Герда усмехнулась, удивившись что ещё способна усмехаться.
— Утром ты мне втирал, что в промзоне вообще никому доверять нельзя, а стоило Цветочнице поманить тебя котлетками, побежал за ней вприпрыжку. «Не мешало бы пожрать. Я утром даже не завтракал», — передразнила она его. — Советуешь и сам же свои советы не выполняешь. Да и я хороша...
Щека Сказочника чуть дёрнулась. Он разомкнул губы и прошептал еле слышно:
— Виноват... признаю.
Герда кивнула.
— Хорошо... хорошо, что признаёшь.
Больше находиться в этой вонючей комнате было невыносимо. Герда встала, взяла Сказочника за запястья и потащила, морщась от напряжения. Метр, ещё метр. Передохнула и поволокла дальше, проворчав:
— Да что же ты такой тяжёлый. Набил брюхо котлетками.
Она вытащила его из комнаты в цех, положила возле станка, затем закрыла дверь в мясницкую и ощутила облегчение — словно захлопнула врата в ад.

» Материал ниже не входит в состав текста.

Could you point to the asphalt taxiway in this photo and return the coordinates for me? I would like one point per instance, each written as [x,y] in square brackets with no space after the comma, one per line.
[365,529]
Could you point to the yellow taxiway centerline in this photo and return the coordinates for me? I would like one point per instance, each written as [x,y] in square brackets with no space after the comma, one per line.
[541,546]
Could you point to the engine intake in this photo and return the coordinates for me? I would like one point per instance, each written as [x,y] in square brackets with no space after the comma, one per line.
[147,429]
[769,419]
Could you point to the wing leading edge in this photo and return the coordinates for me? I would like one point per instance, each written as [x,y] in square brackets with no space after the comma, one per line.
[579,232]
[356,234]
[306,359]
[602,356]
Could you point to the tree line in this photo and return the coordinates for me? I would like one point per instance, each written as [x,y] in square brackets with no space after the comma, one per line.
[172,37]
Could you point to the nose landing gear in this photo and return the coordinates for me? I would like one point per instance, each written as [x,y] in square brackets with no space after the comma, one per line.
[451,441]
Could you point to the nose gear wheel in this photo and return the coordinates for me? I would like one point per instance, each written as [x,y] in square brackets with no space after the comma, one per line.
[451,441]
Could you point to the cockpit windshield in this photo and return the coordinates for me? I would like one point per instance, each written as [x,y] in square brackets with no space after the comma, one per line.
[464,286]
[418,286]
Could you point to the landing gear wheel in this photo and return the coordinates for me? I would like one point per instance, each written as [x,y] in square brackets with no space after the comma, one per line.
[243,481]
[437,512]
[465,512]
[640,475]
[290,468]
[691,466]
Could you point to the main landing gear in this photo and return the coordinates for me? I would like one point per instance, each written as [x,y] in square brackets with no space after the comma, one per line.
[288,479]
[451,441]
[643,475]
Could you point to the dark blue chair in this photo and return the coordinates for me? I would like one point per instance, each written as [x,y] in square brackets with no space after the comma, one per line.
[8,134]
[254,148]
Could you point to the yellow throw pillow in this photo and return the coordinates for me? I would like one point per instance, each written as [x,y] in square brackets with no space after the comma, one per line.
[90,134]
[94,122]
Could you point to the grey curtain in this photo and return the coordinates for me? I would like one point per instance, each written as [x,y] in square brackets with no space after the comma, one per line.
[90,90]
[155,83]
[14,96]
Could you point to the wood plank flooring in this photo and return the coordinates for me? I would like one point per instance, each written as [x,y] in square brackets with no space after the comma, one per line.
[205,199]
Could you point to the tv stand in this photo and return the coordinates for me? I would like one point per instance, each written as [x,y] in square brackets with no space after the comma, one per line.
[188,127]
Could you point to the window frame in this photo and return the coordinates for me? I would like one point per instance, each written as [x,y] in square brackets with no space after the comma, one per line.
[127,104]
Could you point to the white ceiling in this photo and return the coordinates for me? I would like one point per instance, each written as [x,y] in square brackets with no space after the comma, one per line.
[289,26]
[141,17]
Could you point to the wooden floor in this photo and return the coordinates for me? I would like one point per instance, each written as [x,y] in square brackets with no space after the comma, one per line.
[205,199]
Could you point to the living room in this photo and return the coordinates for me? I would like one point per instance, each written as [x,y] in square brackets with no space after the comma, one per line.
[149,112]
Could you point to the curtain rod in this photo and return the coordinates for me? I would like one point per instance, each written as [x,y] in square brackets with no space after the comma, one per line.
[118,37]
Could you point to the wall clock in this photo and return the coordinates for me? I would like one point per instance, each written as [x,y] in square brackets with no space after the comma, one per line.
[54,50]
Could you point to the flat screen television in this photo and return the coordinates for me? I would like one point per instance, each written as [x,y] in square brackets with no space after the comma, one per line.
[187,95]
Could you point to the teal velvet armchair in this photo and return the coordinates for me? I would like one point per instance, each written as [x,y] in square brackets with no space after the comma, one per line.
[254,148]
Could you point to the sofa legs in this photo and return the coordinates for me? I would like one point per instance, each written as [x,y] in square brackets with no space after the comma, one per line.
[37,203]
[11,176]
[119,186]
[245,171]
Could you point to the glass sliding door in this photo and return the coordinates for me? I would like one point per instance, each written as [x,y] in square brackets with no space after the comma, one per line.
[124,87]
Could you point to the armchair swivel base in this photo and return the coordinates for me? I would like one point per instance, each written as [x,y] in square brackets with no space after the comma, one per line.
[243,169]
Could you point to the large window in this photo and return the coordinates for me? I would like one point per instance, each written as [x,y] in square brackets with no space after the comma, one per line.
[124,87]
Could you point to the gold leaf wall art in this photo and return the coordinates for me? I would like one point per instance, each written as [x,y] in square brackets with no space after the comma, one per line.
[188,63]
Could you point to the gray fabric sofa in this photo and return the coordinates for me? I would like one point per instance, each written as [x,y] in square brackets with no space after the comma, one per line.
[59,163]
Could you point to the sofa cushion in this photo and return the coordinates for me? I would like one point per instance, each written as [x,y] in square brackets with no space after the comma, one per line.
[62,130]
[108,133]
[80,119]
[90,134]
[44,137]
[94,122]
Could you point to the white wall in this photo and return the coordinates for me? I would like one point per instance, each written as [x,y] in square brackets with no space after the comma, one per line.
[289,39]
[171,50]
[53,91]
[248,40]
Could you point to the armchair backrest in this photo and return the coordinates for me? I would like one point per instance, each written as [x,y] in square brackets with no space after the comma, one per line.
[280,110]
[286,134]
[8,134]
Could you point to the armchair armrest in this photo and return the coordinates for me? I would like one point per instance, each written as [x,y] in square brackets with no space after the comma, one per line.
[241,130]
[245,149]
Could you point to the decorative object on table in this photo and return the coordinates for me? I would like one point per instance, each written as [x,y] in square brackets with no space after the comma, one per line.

А потом случилось то, что заставило её снова напрячься: сверху, со стороны железной лестницы, ведущей на второй этаж, послышалось басовитое мычание:
— Мама-а... мамочка-а... Мама-а.... мамочка-а...
Глава 6
— Мама-а... мамочка-а...
У Герды мороз по коже пошёл от этих голосов. Цветочница рассказывала о маленьких сыночках, но подобные звуки едва ли могли издавать дети. Логово людоедки, как выяснилось, было полно тёмных сюрпризов.
«Детки» продолжали звать мамочку — иногда плаксиво, а порой и напористо, зло. Герда решила, что одна ни за что не станет подниматься наверх, только со Сказочником. Надо только чтобы тот скорей оклемался. Пока он мог только тихо слова произносить, да и то через силу. И как же заставить его двигаться? Та ещё задача.